Contro questo esercito di invisibili “invaders” combatte la polizia informatica. Curiosamente, i migliori agenti sono degli hackers pentiti. Nessuno meglio di loro riesce a scovare e a bloccare “i cattivi”.

Lavoro assicurato
Non solo le Forze dell’ordine cercano di accaparrarsi i migliori “cervelloni del bit”. Lo fanno anche molte importanti aziende, stanche di spendere inutilmente milioni di euro per i programmi di protezione. Con una sola operazione acquistano una squadra di “attaccanti” e “difensori” che dovrebbe farle vincere la battaglia contro le invasioni informatiche.
Il fenomeno ha attirato anche l’attenzione delle università. La scozzese Abertay University, ad esempio, ha attivato un laurea in “Hacker Etico”. L’idea è di formare persone capaci di difendere i siti.
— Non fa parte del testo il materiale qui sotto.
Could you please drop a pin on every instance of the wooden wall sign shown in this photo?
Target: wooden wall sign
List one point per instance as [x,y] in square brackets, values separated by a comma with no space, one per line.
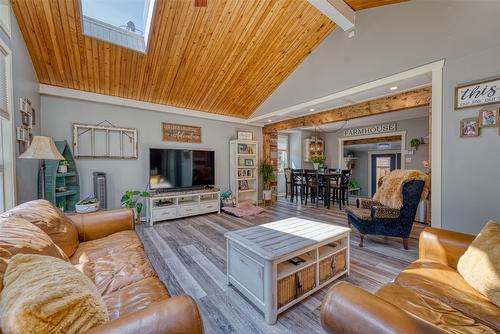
[370,130]
[181,133]
[477,94]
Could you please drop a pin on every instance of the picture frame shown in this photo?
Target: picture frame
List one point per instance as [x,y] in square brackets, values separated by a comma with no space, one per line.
[244,135]
[469,127]
[488,118]
[477,93]
[242,149]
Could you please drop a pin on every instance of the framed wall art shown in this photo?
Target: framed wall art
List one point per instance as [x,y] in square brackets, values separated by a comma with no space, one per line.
[488,118]
[477,94]
[469,127]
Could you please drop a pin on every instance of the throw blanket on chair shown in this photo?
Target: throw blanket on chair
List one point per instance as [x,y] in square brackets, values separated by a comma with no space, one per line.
[390,193]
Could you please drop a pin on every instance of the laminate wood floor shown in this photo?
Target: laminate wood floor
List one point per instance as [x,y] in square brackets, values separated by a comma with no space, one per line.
[189,256]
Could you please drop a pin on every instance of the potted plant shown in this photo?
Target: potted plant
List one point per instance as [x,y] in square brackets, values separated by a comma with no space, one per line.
[317,159]
[267,172]
[133,199]
[87,204]
[63,166]
[416,142]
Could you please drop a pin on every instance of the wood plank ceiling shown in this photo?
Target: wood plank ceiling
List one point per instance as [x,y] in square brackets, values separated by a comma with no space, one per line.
[226,58]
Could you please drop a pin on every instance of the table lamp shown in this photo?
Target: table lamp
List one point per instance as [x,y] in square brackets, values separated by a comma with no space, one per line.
[42,148]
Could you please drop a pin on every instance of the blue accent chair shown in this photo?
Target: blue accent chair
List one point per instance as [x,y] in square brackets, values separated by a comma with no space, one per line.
[371,217]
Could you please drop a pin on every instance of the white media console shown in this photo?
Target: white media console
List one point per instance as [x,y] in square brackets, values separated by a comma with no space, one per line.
[172,205]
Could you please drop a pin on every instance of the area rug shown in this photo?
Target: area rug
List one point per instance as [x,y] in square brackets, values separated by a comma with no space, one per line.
[243,210]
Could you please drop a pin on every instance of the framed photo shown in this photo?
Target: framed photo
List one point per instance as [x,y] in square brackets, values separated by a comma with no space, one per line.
[488,118]
[478,93]
[244,135]
[469,127]
[242,148]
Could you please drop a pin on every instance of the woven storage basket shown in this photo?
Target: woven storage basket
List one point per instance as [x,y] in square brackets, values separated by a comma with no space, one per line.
[332,265]
[306,279]
[287,289]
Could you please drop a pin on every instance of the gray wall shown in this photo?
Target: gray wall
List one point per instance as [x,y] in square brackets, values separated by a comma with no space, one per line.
[25,85]
[415,128]
[395,38]
[60,113]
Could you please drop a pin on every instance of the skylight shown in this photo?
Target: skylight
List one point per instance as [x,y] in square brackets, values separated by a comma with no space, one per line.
[123,22]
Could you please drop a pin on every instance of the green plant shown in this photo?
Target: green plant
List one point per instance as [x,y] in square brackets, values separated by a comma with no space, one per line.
[267,172]
[87,200]
[353,184]
[132,199]
[416,142]
[317,158]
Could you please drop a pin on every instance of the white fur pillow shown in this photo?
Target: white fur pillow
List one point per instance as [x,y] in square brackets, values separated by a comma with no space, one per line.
[43,294]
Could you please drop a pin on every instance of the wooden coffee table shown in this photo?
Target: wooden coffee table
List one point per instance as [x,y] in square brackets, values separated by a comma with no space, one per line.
[258,261]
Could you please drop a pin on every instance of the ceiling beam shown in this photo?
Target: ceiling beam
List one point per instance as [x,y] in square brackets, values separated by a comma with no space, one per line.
[337,11]
[411,99]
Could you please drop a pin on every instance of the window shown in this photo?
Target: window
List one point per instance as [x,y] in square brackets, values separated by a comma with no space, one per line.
[282,153]
[7,186]
[125,23]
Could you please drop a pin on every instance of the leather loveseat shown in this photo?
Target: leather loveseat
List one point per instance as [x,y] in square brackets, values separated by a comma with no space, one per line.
[105,247]
[429,296]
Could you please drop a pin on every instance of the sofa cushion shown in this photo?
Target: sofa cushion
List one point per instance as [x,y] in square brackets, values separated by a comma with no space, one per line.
[44,294]
[443,283]
[432,310]
[113,262]
[51,220]
[18,236]
[134,297]
[480,264]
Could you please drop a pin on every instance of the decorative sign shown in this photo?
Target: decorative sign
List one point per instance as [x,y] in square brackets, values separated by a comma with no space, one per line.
[477,94]
[181,133]
[370,130]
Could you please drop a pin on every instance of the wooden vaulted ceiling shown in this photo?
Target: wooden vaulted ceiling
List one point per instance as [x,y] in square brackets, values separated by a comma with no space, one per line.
[225,58]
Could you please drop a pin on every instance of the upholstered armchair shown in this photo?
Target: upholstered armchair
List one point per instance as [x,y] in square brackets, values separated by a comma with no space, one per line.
[392,210]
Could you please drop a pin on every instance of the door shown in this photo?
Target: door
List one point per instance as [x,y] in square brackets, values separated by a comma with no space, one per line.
[382,164]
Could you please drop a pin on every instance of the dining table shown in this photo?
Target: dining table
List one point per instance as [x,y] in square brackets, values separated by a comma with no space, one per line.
[324,177]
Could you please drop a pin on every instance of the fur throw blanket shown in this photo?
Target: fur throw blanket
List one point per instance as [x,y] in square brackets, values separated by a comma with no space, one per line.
[390,193]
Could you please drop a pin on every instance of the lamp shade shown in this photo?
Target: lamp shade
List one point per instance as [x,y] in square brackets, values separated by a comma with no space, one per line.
[42,148]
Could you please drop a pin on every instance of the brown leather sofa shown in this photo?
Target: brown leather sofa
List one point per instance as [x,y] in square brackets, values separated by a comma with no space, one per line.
[429,296]
[106,248]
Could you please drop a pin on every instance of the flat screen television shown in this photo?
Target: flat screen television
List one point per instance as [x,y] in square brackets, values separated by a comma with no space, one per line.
[171,169]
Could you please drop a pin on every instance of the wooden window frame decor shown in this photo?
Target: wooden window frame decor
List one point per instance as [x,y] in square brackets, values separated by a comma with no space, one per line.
[181,133]
[480,93]
[494,111]
[107,130]
[462,124]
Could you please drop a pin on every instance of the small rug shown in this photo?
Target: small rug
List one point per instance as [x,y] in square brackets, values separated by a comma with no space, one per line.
[243,210]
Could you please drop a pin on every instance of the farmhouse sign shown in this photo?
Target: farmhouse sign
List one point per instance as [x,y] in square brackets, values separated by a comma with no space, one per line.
[181,133]
[477,94]
[370,130]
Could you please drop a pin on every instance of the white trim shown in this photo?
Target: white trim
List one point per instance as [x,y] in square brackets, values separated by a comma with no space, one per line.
[49,90]
[402,163]
[8,135]
[377,135]
[337,11]
[428,68]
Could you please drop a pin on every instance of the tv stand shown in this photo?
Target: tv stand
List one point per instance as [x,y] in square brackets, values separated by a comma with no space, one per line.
[183,203]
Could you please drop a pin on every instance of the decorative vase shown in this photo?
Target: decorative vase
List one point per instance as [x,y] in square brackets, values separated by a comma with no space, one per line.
[266,195]
[62,169]
[87,208]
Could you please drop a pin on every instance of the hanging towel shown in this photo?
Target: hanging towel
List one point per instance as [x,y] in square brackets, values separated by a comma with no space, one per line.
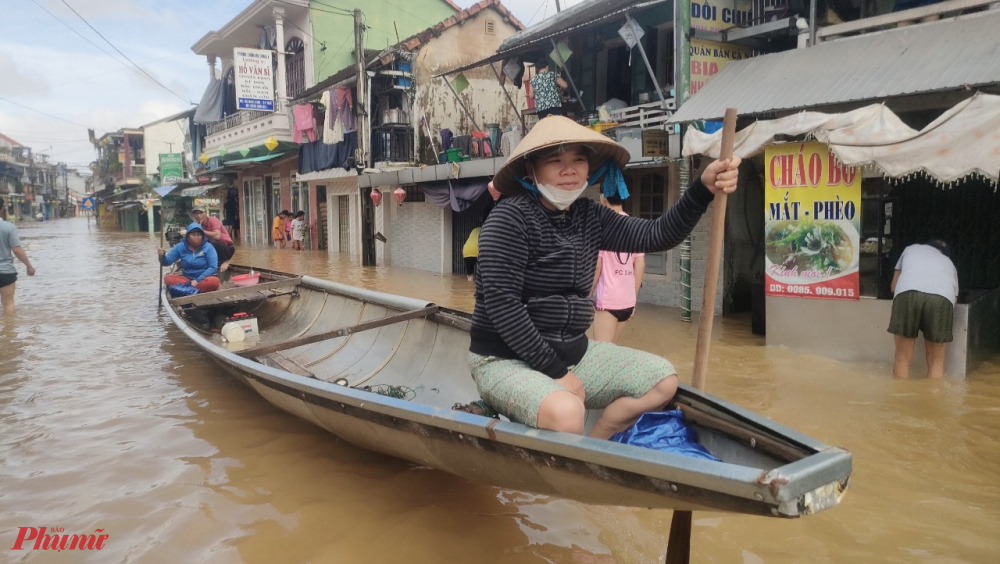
[303,122]
[463,142]
[344,110]
[332,133]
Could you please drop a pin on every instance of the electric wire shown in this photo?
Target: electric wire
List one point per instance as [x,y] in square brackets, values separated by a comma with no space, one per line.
[123,54]
[43,113]
[82,36]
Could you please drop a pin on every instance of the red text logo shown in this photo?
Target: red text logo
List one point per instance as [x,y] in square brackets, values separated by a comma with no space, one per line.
[58,540]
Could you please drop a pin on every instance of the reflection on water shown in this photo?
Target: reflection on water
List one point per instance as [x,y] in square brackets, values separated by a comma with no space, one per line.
[112,420]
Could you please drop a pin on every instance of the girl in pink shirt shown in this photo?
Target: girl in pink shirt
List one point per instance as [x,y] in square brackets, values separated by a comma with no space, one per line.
[616,286]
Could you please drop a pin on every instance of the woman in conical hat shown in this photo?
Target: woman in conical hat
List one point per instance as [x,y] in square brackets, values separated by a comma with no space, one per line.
[530,356]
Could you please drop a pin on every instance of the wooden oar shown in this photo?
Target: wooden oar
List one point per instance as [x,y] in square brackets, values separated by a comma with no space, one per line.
[679,543]
[163,237]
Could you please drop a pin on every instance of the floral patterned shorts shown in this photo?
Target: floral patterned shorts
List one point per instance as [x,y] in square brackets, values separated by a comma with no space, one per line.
[607,372]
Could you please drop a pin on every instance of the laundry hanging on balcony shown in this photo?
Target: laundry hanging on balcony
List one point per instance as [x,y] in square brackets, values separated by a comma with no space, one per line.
[318,155]
[304,121]
[210,108]
[339,117]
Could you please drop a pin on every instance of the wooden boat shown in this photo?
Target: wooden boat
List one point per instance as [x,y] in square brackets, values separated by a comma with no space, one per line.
[327,350]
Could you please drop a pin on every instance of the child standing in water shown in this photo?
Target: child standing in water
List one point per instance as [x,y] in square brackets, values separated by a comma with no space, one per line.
[278,229]
[616,285]
[298,227]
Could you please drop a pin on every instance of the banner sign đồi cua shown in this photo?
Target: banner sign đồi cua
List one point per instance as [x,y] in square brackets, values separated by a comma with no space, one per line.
[812,223]
[254,79]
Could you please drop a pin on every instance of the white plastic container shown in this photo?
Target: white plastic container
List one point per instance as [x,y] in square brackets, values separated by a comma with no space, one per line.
[248,324]
[233,333]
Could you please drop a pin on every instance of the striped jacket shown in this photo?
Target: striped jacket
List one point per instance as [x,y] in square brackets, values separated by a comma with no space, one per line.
[536,268]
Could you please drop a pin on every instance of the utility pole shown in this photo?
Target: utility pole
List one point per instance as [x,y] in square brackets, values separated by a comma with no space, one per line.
[362,88]
[682,58]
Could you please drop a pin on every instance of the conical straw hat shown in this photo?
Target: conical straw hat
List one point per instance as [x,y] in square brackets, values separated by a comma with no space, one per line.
[553,131]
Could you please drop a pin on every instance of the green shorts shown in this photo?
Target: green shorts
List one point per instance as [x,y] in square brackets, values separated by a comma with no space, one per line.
[607,372]
[915,311]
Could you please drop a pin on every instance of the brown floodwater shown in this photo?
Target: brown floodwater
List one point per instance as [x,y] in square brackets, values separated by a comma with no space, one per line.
[110,419]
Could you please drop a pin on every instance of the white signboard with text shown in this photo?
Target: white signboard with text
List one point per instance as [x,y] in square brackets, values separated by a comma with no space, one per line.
[254,79]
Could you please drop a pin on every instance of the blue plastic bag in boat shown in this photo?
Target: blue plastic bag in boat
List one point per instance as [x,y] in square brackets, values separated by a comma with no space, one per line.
[181,290]
[666,431]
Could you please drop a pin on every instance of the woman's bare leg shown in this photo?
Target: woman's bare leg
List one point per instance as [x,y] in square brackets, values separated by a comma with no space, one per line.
[935,359]
[904,354]
[624,411]
[562,411]
[7,298]
[604,326]
[619,329]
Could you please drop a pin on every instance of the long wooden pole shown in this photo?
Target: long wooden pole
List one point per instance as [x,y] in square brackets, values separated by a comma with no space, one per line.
[163,237]
[679,543]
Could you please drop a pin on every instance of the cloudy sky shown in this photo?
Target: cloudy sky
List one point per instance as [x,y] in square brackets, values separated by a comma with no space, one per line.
[58,77]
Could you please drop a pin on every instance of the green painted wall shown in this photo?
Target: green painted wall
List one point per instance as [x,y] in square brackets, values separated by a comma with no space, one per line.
[337,31]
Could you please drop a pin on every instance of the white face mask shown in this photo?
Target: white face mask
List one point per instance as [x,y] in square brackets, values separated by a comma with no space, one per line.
[561,199]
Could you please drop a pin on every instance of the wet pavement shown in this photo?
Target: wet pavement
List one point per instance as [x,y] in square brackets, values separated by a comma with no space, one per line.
[111,420]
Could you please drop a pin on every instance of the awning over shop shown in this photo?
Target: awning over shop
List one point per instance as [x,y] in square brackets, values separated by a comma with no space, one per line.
[946,55]
[961,142]
[252,160]
[328,174]
[105,194]
[435,173]
[199,191]
[122,206]
[236,165]
[459,195]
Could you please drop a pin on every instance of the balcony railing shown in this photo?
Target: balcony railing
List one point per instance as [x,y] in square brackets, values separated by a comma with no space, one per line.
[235,120]
[392,143]
[644,115]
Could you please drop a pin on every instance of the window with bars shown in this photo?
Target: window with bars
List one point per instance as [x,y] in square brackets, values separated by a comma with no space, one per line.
[295,67]
[413,194]
[648,201]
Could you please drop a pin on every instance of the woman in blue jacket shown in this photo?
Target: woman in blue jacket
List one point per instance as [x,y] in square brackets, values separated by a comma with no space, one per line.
[199,261]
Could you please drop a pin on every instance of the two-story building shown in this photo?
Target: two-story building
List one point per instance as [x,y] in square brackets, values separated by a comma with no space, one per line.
[119,177]
[14,159]
[412,112]
[178,141]
[277,49]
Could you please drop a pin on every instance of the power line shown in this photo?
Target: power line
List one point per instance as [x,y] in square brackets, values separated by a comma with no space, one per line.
[332,7]
[92,76]
[540,6]
[124,55]
[84,37]
[43,113]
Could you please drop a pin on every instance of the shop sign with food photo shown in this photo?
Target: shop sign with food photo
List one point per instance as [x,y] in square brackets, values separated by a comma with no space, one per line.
[812,223]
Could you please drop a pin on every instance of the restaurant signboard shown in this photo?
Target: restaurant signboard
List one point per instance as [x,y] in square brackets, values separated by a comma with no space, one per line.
[812,223]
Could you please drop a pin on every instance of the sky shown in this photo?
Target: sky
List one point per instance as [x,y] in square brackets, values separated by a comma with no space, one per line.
[54,83]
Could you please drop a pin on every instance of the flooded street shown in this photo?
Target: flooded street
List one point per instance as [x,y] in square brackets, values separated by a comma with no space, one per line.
[112,420]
Per arrivare alla laurea i ragazzi devono trovare i punti deboli di un sistema e inserirsi al suo interno senza lasciare traccia, aggirare i firewall, raggiungere dati nascosti dalla privacy.
Anche “La Sapienza” di Roma ha in cantiere un master in “sicurezza informatica”. Le iscrizioni sono numerose, visti gli stipendi da favola che le società sono disposte a pagare per accaparrarsi i cervelli migliori.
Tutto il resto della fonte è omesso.